The agenda is the heart of your event. It’s the content that will satisfy your attendees and keep them coming back for more. It’s the talented speakers that will attract attendees and help you generate buzz. And yes, it’s also your partners and how you leverage them to create an unforgettable experience.

In crafting your event agenda consider including:

  • Big name speakers: It may cost a lot of money to bring them out, but a famous actor, writer or musician can bring a lot of pull to your event
  • Industry thought leaders: Sometimes you don’t need an celebrity, you just need someone who’s contributed in a big way to your industry
  • Customer-led sessions: Whether you are looking to win new customers or excite other customers around your organisation’s community, customers can make for compelling speakers
  • Employee-led sessions: Featuring employees as speakers can provide prospects and customers with an exclusive look at how your organisation conducts business
  • Workshops: Depending on your event, it may be nice to break up the regular session flow with something more hands-on, be that a demo or a training session
  • Fireside chats: A spin on a regular speaking session, fireside chats provide for more intimate discussion with a thought leader
  • Panels: Multiple speakers means multiple brands and multiple areas of expertise which means multiple satisfied attendees

Here’s a snapshot of the agenda at South Summit. Notice how within the first hours of this multi-day event there is an opening ceremony followed by a pitching event. Variety in programming like this can help keep your attendees engaged.
A screen shot of an event agenda

7. Follow-up, Analyze and Improve

An event is like any other campaign. The more you know about how it performed, the better you can optimize it in the future.

Depending on the event software that you are using, you may be able to access different
event metrics like gross event revenue, total registrations, total check-ins, event app adoption rate, messages sent within the community and more. Some platforms may event make it possible to measure your performance against set goals and even past events.
Aside from these event metrics, there’s one that lies at the centre of your event: attendee satisfaction.

If your attendees aren’t having a good time, that means that you likely aren’t going to be able to achieve any of the goals that established at the beginning—at least not in the long run. (Unless your goal is to make your attendees have a bad time, which for the record is not a very good event goal.)

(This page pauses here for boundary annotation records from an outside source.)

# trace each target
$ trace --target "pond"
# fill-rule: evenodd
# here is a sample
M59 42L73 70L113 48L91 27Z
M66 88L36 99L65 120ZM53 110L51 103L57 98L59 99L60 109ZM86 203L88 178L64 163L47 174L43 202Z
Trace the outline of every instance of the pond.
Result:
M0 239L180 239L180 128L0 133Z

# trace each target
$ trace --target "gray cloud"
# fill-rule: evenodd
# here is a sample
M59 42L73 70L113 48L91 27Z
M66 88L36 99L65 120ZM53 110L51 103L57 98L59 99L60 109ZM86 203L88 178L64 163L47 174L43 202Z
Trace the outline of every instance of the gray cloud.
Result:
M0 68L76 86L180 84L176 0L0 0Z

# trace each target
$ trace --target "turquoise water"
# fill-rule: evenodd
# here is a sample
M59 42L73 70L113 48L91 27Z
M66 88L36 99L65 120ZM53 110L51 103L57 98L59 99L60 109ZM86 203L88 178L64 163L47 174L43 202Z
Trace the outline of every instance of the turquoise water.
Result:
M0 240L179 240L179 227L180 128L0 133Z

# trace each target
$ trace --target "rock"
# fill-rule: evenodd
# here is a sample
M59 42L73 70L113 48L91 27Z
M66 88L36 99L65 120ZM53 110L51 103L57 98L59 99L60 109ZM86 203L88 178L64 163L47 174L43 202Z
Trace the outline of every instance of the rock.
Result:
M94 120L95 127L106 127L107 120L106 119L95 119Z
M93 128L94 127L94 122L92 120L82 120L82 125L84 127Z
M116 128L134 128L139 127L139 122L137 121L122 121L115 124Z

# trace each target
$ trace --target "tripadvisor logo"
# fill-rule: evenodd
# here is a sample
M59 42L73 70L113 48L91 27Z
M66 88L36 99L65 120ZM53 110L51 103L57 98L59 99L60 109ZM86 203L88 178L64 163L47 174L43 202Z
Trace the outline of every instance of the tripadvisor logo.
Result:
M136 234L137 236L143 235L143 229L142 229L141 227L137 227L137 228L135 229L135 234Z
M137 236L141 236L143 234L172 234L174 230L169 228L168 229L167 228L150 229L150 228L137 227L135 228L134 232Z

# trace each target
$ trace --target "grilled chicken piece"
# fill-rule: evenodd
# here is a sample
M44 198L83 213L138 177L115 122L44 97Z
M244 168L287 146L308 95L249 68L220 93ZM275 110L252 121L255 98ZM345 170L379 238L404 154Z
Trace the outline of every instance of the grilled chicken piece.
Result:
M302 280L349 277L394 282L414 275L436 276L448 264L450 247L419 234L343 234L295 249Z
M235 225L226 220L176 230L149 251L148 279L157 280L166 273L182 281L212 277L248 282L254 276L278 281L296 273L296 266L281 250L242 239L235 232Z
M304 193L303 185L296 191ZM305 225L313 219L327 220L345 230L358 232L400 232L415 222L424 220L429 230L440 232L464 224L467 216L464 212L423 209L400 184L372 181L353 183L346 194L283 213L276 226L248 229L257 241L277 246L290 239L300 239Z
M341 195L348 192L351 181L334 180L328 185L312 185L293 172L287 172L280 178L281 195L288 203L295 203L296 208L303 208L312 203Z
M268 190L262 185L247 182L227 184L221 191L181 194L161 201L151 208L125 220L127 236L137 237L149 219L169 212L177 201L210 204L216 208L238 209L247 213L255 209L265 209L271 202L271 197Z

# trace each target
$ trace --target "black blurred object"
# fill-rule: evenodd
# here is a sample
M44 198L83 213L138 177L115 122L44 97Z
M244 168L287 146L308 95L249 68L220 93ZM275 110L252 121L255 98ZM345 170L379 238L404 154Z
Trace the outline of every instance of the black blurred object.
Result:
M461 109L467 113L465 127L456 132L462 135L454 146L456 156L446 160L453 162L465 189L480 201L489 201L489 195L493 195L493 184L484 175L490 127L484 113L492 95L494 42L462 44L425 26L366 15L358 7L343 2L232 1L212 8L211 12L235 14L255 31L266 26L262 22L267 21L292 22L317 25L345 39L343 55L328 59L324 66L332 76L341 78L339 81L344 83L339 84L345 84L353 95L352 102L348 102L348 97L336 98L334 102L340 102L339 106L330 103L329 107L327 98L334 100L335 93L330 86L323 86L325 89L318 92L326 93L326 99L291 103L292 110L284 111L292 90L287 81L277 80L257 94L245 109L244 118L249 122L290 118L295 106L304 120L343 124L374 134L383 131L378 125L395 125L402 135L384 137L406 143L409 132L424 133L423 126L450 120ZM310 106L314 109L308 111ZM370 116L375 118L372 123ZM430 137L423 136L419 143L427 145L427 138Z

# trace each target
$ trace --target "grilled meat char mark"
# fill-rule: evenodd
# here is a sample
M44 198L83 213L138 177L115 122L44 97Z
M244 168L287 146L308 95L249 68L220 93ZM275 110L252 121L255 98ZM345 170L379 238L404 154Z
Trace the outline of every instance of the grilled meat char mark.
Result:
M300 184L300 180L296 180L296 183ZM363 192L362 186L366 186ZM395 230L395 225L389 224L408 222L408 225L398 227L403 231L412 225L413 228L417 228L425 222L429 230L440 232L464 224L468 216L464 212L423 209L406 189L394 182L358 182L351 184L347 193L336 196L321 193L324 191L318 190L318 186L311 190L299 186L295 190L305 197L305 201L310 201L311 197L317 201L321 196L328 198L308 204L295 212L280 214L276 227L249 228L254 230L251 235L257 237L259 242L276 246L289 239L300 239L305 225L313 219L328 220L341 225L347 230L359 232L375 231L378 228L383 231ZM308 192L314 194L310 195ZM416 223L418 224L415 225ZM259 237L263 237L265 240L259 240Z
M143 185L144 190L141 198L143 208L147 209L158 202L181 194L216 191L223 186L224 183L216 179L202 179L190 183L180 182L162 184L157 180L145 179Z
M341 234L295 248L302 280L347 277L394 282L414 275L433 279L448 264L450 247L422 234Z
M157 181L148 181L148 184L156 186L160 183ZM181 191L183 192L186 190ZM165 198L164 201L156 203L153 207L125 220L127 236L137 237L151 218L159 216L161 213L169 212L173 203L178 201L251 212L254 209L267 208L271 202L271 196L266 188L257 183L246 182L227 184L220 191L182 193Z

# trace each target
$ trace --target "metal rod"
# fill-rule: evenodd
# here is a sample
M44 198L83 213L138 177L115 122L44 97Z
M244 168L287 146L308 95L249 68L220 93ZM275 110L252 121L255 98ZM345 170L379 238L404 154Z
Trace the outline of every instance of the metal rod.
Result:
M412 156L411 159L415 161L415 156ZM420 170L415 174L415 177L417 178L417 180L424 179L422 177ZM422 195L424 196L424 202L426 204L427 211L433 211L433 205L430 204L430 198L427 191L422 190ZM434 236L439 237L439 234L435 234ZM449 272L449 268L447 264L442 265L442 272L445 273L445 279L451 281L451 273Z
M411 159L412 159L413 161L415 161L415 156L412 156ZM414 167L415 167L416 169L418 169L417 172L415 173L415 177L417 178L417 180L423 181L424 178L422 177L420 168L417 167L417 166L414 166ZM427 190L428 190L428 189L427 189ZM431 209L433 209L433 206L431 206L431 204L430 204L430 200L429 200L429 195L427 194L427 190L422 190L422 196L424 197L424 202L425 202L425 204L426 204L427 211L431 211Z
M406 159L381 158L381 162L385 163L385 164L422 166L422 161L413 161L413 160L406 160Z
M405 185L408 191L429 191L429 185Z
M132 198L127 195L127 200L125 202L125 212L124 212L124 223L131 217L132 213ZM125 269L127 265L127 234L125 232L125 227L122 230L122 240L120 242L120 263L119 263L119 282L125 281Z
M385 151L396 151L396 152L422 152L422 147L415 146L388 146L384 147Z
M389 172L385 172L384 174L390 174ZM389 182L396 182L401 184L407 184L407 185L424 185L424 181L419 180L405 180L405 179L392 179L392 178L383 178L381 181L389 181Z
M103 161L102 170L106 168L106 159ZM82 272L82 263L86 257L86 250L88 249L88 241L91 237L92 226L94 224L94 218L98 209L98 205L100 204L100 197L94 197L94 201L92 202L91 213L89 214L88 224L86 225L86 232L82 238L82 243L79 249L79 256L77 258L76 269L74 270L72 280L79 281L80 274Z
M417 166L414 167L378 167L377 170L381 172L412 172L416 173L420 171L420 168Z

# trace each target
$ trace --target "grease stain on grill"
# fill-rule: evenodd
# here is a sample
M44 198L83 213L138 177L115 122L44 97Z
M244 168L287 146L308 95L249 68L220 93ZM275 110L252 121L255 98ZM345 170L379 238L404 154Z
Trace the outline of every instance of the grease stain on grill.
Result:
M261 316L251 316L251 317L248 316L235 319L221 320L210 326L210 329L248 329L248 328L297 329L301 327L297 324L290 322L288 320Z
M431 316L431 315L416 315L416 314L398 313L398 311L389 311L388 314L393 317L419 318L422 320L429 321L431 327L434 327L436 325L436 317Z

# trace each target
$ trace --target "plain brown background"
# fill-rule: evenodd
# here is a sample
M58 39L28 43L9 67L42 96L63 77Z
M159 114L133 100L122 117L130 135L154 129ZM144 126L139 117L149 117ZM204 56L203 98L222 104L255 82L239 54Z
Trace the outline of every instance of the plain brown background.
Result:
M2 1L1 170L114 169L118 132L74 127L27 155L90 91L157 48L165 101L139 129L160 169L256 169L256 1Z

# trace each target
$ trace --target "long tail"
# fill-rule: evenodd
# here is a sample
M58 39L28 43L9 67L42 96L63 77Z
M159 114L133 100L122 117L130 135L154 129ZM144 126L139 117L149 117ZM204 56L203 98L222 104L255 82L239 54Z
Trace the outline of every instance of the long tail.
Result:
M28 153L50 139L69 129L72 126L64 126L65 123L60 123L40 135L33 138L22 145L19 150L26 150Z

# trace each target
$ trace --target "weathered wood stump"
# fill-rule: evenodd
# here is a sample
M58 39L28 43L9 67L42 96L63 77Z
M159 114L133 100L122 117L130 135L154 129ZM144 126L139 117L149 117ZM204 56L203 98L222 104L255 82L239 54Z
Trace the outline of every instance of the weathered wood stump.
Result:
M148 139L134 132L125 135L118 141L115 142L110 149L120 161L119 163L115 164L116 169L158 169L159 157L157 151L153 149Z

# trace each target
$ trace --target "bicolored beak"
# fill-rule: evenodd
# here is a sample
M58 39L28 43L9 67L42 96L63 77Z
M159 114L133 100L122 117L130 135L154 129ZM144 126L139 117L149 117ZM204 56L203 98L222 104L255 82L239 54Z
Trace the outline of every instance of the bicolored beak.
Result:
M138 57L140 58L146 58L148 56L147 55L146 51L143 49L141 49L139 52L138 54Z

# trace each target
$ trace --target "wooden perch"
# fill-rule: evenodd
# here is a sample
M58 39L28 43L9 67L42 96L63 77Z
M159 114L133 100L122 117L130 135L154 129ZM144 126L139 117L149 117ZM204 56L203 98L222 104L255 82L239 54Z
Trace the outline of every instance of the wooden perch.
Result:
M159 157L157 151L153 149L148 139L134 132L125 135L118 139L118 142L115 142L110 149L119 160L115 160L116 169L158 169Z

To measure attendee satisfaction, look no further than the net promoter score survey. You can send this out to attendees after events, but some software enables attendees to report their satisfaction at any time during the event.

Don’t just stop with attendees. Sponsors, partners, and other stakeholders all are crucial to your business event and their sentiment should be weighed accordingly.

Wrapping Up: Launching Your Business Event

To leave form, we must learn form, and so this list has aimed to provide you with a helpful form for approaching your business event strategy. Now that you have an understanding of the basics, your event is your art and your science. Experiment, try something new, but be sure to measure.

That’s after all how you figure out whether or not your event strategy is working, and turn sodium hydroxide into sodium chloride with the help of hydrochloric acid.